Por El País  ·  09.02.2012

George Grosz encontró su genio en el mundo decadente y grosero del Berlín de entreguerras y unió su estética al radicalismo político. Pero cuando se encontró en medio del esplendor capitalista de Nueva York, el artista se perdió en ese nuevo camino

Sus primeros recuerdos eran imágenes de la planta superior de la logia masónica que regentaba su padre, donde se decía que el esqueleto de un Maestro Venerable dormía el sueño eterno dentro de un ataúd.

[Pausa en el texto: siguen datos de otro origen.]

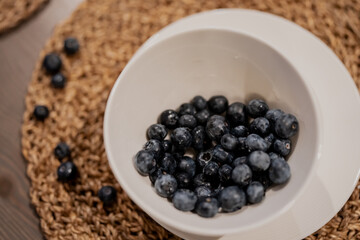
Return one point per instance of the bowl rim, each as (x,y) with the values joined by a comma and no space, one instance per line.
(165,218)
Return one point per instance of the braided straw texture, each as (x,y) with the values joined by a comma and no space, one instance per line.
(109,33)
(13,12)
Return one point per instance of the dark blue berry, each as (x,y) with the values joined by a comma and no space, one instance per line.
(218,104)
(187,108)
(199,137)
(225,173)
(58,80)
(188,165)
(279,171)
(254,142)
(231,199)
(165,185)
(257,108)
(184,200)
(169,118)
(52,63)
(188,121)
(282,146)
(255,192)
(241,174)
(71,45)
(259,161)
(107,195)
(216,127)
(236,114)
(240,131)
(229,142)
(286,126)
(202,117)
(183,179)
(145,162)
(199,103)
(168,163)
(41,112)
(67,171)
(62,150)
(238,161)
(260,126)
(167,145)
(157,131)
(181,138)
(207,207)
(154,146)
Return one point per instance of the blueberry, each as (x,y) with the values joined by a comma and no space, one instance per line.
(236,114)
(241,174)
(207,207)
(218,104)
(157,131)
(211,170)
(200,180)
(255,192)
(203,192)
(188,165)
(183,179)
(254,142)
(168,163)
(286,126)
(169,118)
(257,108)
(199,137)
(165,185)
(202,116)
(154,146)
(238,161)
(58,80)
(273,115)
(225,173)
(220,155)
(203,158)
(107,195)
(167,145)
(187,108)
(62,150)
(145,162)
(216,127)
(260,126)
(199,103)
(240,131)
(279,171)
(41,112)
(229,142)
(259,161)
(232,198)
(282,146)
(181,138)
(184,200)
(71,45)
(52,63)
(67,171)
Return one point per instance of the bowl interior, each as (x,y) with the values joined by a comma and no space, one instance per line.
(206,62)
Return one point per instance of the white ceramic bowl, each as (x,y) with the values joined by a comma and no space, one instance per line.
(207,62)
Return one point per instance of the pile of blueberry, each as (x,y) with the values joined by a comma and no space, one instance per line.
(67,171)
(217,157)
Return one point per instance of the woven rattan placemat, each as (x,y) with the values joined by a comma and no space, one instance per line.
(109,33)
(13,12)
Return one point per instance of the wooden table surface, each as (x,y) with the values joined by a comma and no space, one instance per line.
(19,49)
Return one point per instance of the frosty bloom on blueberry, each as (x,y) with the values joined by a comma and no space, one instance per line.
(211,157)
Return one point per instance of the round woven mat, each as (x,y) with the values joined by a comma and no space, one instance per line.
(109,33)
(13,12)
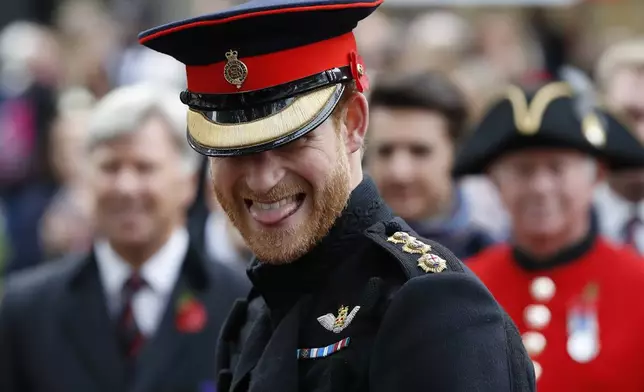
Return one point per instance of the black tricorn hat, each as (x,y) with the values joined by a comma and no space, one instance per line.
(551,117)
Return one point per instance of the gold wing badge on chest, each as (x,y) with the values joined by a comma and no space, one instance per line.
(428,262)
(338,323)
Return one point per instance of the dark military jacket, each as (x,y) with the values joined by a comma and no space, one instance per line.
(369,309)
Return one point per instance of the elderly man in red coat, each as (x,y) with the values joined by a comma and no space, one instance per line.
(575,297)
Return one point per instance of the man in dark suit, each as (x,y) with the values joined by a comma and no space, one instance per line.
(346,296)
(143,311)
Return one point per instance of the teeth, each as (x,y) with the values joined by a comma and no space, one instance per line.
(276,205)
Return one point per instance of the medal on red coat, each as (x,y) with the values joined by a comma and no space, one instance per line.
(583,327)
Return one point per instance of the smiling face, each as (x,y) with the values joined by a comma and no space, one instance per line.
(410,159)
(284,201)
(141,188)
(548,193)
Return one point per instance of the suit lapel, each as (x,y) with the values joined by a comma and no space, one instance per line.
(165,347)
(254,345)
(277,369)
(87,325)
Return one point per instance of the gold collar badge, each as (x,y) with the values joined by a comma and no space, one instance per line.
(428,262)
(339,323)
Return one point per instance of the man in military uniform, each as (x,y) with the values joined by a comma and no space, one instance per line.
(346,297)
(574,296)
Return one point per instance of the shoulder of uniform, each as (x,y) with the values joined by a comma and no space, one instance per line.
(416,255)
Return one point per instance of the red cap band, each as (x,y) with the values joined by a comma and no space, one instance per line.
(274,69)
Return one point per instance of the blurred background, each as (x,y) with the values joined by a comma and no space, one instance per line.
(57,58)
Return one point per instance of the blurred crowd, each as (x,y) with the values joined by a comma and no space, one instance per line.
(54,71)
(55,68)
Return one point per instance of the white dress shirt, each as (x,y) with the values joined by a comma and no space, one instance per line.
(613,213)
(160,273)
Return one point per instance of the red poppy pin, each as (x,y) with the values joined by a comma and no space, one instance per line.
(191,314)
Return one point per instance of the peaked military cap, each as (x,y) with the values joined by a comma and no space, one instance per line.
(552,117)
(266,72)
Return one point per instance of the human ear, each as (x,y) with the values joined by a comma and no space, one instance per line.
(355,121)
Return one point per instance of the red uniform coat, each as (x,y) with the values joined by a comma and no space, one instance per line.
(603,281)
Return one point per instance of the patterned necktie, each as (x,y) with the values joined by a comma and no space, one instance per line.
(130,337)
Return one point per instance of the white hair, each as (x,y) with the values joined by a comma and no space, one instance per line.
(123,110)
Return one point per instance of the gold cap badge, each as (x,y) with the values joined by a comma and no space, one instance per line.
(235,71)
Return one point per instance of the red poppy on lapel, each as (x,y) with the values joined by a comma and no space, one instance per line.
(191,314)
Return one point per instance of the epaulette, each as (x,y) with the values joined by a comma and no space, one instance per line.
(417,256)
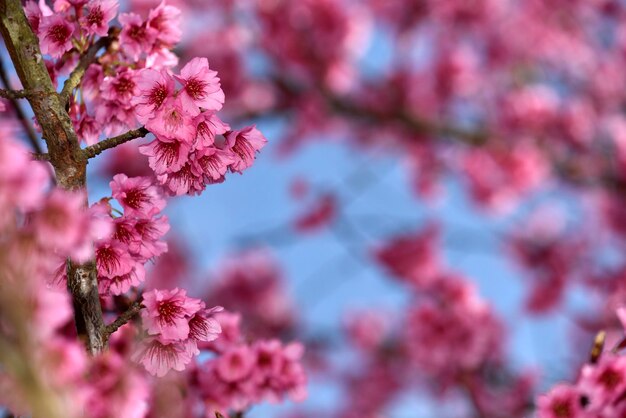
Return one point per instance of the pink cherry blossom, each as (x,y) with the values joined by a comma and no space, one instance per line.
(136,37)
(201,87)
(208,125)
(155,87)
(55,34)
(171,120)
(113,260)
(98,15)
(212,163)
(563,401)
(165,19)
(121,88)
(168,312)
(165,155)
(245,143)
(236,363)
(160,357)
(137,195)
(147,243)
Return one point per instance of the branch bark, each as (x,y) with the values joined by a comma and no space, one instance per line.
(96,149)
(68,160)
(124,318)
(19,112)
(77,74)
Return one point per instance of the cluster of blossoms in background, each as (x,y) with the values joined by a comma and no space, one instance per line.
(130,84)
(517,100)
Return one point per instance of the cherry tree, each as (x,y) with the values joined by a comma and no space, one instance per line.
(509,99)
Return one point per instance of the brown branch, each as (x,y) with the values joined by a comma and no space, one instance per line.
(17,94)
(85,61)
(40,156)
(68,160)
(113,142)
(122,319)
(19,112)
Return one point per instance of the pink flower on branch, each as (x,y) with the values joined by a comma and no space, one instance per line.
(155,87)
(201,87)
(55,34)
(168,312)
(99,13)
(136,37)
(137,195)
(245,143)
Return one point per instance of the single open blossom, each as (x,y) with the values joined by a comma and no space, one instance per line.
(245,143)
(201,87)
(168,312)
(122,87)
(413,257)
(149,233)
(96,18)
(55,34)
(166,155)
(136,37)
(184,181)
(137,195)
(212,163)
(160,357)
(171,120)
(155,87)
(604,383)
(208,125)
(113,260)
(118,285)
(236,364)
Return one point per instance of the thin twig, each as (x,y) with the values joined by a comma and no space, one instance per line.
(85,61)
(122,319)
(113,142)
(19,112)
(18,94)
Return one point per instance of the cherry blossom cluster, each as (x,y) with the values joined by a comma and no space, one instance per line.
(40,224)
(175,324)
(598,392)
(252,283)
(244,374)
(133,237)
(186,154)
(132,82)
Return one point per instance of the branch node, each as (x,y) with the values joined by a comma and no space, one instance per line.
(96,149)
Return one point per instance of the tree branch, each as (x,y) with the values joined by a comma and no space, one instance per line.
(122,319)
(85,61)
(17,94)
(113,142)
(68,160)
(19,112)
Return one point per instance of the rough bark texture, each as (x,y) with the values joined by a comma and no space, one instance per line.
(65,155)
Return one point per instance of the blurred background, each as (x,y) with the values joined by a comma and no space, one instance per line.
(439,214)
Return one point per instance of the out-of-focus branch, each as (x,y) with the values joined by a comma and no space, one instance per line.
(68,160)
(113,142)
(412,123)
(17,94)
(85,61)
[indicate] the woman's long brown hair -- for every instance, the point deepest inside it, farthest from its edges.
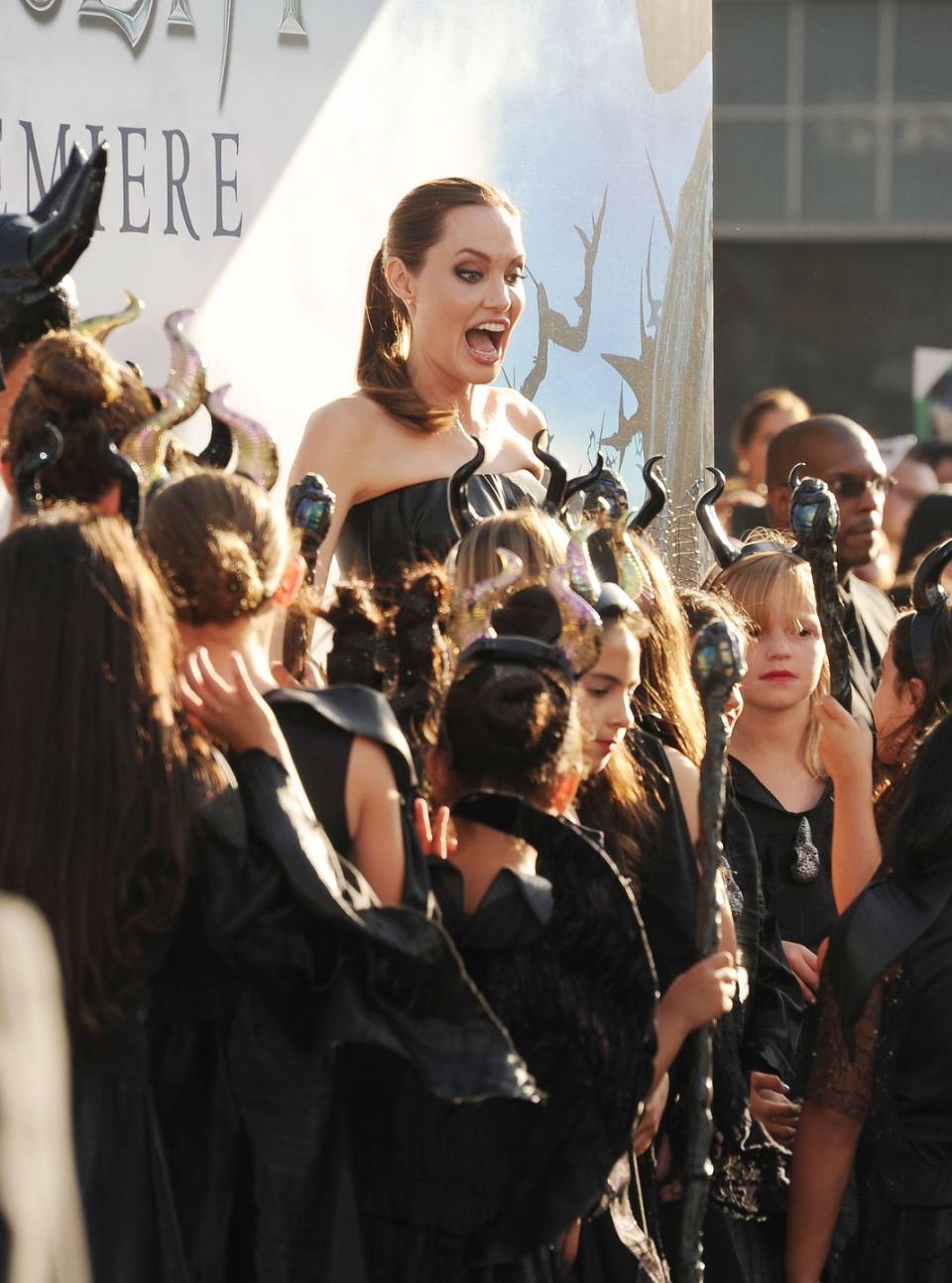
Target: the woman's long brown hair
(415, 226)
(94, 779)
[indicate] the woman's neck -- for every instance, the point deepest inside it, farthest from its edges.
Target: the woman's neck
(436, 391)
(772, 734)
(249, 637)
(481, 854)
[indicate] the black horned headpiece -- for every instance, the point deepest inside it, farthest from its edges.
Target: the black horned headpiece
(721, 544)
(40, 248)
(657, 494)
(928, 599)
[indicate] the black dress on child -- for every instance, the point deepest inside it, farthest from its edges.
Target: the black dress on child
(414, 524)
(245, 1076)
(611, 1247)
(483, 1192)
(741, 1244)
(319, 728)
(794, 850)
(885, 1059)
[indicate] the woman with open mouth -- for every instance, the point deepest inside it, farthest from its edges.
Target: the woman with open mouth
(444, 293)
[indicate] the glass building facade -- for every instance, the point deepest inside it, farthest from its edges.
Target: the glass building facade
(833, 201)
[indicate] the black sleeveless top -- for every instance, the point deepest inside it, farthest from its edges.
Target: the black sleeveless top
(414, 524)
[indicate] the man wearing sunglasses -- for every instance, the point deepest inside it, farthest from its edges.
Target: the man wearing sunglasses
(846, 457)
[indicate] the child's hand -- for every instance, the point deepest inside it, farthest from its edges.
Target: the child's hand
(651, 1117)
(846, 743)
(227, 706)
(433, 838)
(773, 1108)
(704, 991)
(804, 965)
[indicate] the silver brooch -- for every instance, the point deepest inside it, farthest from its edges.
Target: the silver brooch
(806, 865)
(735, 897)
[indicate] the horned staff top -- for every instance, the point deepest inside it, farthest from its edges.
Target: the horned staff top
(717, 666)
(815, 524)
(309, 509)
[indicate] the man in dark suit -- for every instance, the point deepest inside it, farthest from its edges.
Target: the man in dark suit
(846, 457)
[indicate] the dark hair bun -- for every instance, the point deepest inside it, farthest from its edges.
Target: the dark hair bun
(533, 612)
(73, 369)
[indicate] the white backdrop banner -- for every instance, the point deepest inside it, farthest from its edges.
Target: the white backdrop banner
(257, 148)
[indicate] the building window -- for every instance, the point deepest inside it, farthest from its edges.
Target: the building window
(833, 118)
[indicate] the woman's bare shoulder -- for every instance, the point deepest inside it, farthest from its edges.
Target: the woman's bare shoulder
(356, 412)
(519, 410)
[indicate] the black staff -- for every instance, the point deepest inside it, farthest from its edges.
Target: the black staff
(309, 510)
(717, 664)
(815, 525)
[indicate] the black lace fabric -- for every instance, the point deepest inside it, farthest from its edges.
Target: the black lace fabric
(846, 1068)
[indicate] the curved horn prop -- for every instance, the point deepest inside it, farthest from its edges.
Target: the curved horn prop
(462, 512)
(581, 572)
(148, 444)
(100, 327)
(130, 483)
(633, 574)
(710, 523)
(581, 625)
(472, 606)
(61, 236)
(26, 475)
(657, 493)
(219, 449)
(928, 593)
(558, 478)
(257, 453)
(579, 484)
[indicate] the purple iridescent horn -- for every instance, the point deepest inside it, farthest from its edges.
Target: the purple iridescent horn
(257, 453)
(581, 572)
(472, 606)
(633, 575)
(581, 625)
(148, 444)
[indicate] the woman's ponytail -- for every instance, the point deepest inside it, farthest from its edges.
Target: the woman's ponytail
(381, 366)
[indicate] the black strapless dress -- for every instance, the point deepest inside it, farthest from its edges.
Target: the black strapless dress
(414, 524)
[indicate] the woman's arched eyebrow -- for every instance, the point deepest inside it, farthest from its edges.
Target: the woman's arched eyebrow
(486, 258)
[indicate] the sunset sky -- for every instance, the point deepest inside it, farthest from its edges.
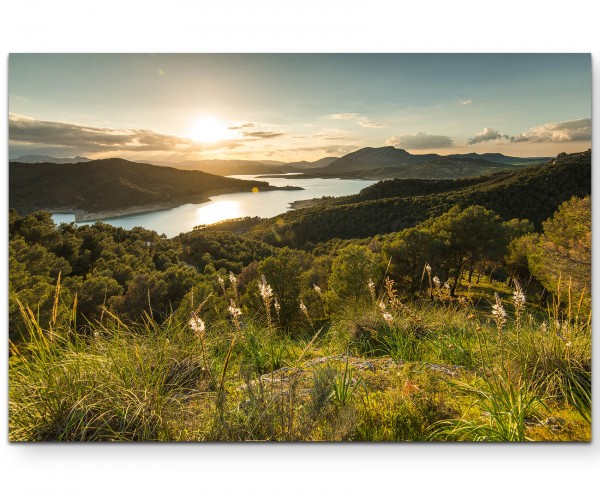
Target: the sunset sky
(290, 107)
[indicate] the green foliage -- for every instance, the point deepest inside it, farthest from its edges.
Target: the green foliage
(284, 273)
(564, 250)
(351, 271)
(532, 193)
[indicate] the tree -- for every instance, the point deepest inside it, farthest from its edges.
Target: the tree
(408, 252)
(284, 273)
(564, 250)
(471, 235)
(351, 271)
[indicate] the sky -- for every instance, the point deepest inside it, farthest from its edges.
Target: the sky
(291, 107)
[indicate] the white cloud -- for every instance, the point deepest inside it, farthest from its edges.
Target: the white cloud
(488, 134)
(420, 140)
(339, 116)
(365, 122)
(567, 131)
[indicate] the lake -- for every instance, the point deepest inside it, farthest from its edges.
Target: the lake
(184, 218)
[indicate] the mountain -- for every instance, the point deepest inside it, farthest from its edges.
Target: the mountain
(112, 185)
(532, 192)
(372, 158)
(228, 167)
(41, 158)
(301, 165)
(390, 162)
(271, 162)
(501, 158)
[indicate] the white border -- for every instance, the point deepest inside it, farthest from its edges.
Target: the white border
(308, 26)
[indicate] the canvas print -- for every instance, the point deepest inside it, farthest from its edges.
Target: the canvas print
(299, 247)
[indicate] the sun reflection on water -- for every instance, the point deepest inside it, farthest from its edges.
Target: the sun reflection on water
(218, 211)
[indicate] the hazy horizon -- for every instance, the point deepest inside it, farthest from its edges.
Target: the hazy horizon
(293, 107)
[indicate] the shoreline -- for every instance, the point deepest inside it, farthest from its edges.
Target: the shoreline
(81, 215)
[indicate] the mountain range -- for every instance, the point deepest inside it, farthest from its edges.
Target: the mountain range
(367, 163)
(531, 192)
(113, 185)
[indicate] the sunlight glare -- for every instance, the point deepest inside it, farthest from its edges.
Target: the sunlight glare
(208, 129)
(218, 211)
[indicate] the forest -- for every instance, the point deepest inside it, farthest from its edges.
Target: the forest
(434, 310)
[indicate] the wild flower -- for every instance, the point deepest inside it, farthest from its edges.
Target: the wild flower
(197, 325)
(519, 301)
(236, 313)
(372, 289)
(304, 310)
(221, 283)
(499, 313)
(266, 292)
(233, 281)
(384, 313)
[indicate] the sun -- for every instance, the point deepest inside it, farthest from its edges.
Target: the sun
(209, 129)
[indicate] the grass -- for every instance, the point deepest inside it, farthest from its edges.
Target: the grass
(426, 371)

El pequeño George oía comentar en voz baja a sus amigos del colegio que los masones sabían el día y la hora exacta de su muerte. Eso sucedía en la pequeña ciudad de Stolp, en la región de Pomerania. Cuando murió su padre y la familia se trasladó a Berlín para buscarse el sustento, Georg Ehrenfried, conocido luego por Grosz, siempre recordaría aquel paisaje de su niñez, el bosque, los prados, el río, los felices días de verano con olor a heno, y también las ferias con tómbolas, bailes y circos con payasos, que en su memoria iban unidos a los espectros de aquella siniestra buhardilla familiar y a la fantasía erótica de una noche en que a través de una ventana iluminada observó con la respiración contenida desde la oscuridad del jardín a una mujer joven, la madre de un compañero, que se desnudaba en su dormitorio antes de meterse en la cama con movimientos que le desvelaron por primera vez el misterio del cuerpo femenino.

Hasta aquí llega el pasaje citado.